Già alle quattro del mattino, lo scalpiccio dei passi e le parole raccontate sottovoce annunciavano l’alba di una giornata straordinaria: 20 aprile 2018, venticinque anni dalla morte di don Tonino Bello, ad Alessano, il paese in cui è nato, il paese che custodisce la tomba di quest’uomo di Dio, “seminato nella sua terra”. Quella tomba su cui il Santo Padre ha sentito di dover andare a pregare, instaurando un colloquio tra vivi.

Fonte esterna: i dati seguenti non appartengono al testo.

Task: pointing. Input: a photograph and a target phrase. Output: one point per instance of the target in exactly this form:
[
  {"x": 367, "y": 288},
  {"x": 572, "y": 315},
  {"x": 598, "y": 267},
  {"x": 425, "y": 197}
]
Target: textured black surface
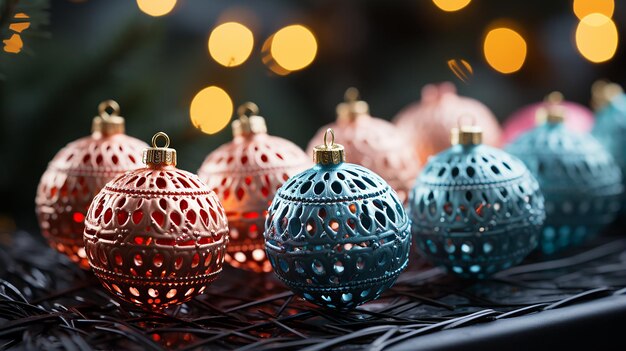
[{"x": 48, "y": 303}]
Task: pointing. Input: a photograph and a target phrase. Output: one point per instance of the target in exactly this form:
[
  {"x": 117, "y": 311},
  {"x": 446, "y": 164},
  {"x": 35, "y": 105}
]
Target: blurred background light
[
  {"x": 156, "y": 8},
  {"x": 230, "y": 44},
  {"x": 211, "y": 110},
  {"x": 451, "y": 5},
  {"x": 597, "y": 38},
  {"x": 505, "y": 50},
  {"x": 582, "y": 8}
]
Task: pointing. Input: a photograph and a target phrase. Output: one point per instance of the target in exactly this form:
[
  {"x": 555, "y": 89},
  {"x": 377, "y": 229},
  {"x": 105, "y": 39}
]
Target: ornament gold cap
[
  {"x": 329, "y": 153},
  {"x": 108, "y": 123},
  {"x": 352, "y": 107},
  {"x": 158, "y": 156},
  {"x": 249, "y": 122},
  {"x": 602, "y": 92}
]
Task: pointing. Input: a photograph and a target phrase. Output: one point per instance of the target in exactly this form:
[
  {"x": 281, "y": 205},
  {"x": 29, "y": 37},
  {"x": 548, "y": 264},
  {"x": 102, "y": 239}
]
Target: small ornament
[
  {"x": 156, "y": 236},
  {"x": 337, "y": 233},
  {"x": 579, "y": 117},
  {"x": 429, "y": 121},
  {"x": 245, "y": 174},
  {"x": 373, "y": 143},
  {"x": 475, "y": 209},
  {"x": 610, "y": 127},
  {"x": 580, "y": 180},
  {"x": 77, "y": 173}
]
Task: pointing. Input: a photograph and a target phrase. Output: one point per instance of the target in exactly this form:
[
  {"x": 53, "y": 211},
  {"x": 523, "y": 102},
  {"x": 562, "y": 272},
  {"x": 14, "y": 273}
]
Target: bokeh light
[
  {"x": 582, "y": 8},
  {"x": 505, "y": 50},
  {"x": 156, "y": 8},
  {"x": 211, "y": 109},
  {"x": 597, "y": 38},
  {"x": 230, "y": 44},
  {"x": 293, "y": 47},
  {"x": 451, "y": 5}
]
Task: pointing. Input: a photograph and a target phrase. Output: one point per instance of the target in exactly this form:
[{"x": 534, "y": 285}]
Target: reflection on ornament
[
  {"x": 580, "y": 180},
  {"x": 579, "y": 117},
  {"x": 77, "y": 173},
  {"x": 337, "y": 234},
  {"x": 373, "y": 143},
  {"x": 475, "y": 209},
  {"x": 156, "y": 236},
  {"x": 245, "y": 174},
  {"x": 429, "y": 122}
]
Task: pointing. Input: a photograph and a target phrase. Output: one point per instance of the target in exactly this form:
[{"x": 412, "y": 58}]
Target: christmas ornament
[
  {"x": 77, "y": 173},
  {"x": 580, "y": 180},
  {"x": 337, "y": 234},
  {"x": 579, "y": 117},
  {"x": 245, "y": 174},
  {"x": 429, "y": 121},
  {"x": 610, "y": 127},
  {"x": 475, "y": 209},
  {"x": 156, "y": 236},
  {"x": 373, "y": 143}
]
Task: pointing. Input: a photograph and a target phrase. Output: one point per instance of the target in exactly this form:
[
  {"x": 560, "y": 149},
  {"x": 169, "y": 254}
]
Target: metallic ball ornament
[
  {"x": 579, "y": 117},
  {"x": 373, "y": 143},
  {"x": 429, "y": 121},
  {"x": 77, "y": 173},
  {"x": 245, "y": 174},
  {"x": 475, "y": 209},
  {"x": 580, "y": 180},
  {"x": 337, "y": 234},
  {"x": 156, "y": 236}
]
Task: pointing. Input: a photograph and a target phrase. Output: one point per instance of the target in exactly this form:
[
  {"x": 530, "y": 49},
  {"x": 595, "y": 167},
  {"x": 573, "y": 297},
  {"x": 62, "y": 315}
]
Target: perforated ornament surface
[
  {"x": 337, "y": 235},
  {"x": 580, "y": 181},
  {"x": 73, "y": 177},
  {"x": 476, "y": 210},
  {"x": 156, "y": 237},
  {"x": 245, "y": 174}
]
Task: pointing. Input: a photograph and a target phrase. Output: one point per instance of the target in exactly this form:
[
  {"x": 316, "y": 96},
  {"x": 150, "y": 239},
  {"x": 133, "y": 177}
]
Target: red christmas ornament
[
  {"x": 429, "y": 121},
  {"x": 245, "y": 174},
  {"x": 156, "y": 236},
  {"x": 77, "y": 173},
  {"x": 373, "y": 143}
]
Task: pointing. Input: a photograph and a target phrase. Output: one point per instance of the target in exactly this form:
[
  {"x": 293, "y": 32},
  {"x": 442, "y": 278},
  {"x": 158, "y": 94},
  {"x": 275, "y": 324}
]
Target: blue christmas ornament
[
  {"x": 337, "y": 234},
  {"x": 475, "y": 209},
  {"x": 610, "y": 126},
  {"x": 580, "y": 180}
]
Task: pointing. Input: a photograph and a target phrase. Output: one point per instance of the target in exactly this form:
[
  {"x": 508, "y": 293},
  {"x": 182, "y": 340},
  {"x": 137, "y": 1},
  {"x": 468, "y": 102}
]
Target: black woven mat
[{"x": 48, "y": 303}]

Perché è vero quello che dal palco è stato tante volte ripetuto: don Tonino è vivo. Vive di una vita che interroga, vive di un amore che provoca, vive di una pace che mette in cammino. Quello scalpiccio di passi tra silenzi commossi e canti entusiasti, portava ad un incontro tra gli eredi di don Tonino, tra tutti quelli che pur non avendolo conosciuto di persona, lo conoscono bene attraverso le parole e i segni che ha lasciato, solchi profondi sulla terra che tracciano un percorso che può apparire faticoso e scomodo, ma che diventa necessario per diventare cristiani meno tiepidi. Cristiani che non si accontentano di farsi il segno della croce ma che la croce se la caricano sulle spalle, per seguire il cammino di fede che nel progetto di Dio è riservato ad ognuno di noi.
A venticinque anni dalla morte, un papa che ha scelto di chiamarsi Francesco per testimoniare la sua visione di Chiesa povera per i poveri, è venuto in mezzo a noi per ricordare le virtù di un vescovo pastore, che aveva al collo una croce di legno e al dito la fede di sua madre, sui fianchi il grembiule per farsi servo umile dei più poveri. Umile ma non mite, mai sottomesso, capace di alzare la voce contro i potenti della terra costruttori di guerre, venditori di morte, contro chi si fa complice per denaro di massacri di innocenti, la cui sorte sta a cuore solo agli autentici costruttori di pace.
Allora, come ripeteva don Tonino e come ha ripetuto con forza don Ciotti dal palco ad Alessano, “in piedi costruttori di pace”, facciamo sentire la nostra voce forte e chiara contro le guerre di oggi che sono identiche a quelle di sempre. Siamo certi che se oggi don Tonino fosse qui, lotterebbe per le sorti della Siria, così come fece per Sarajevo. Ora tocca a noi.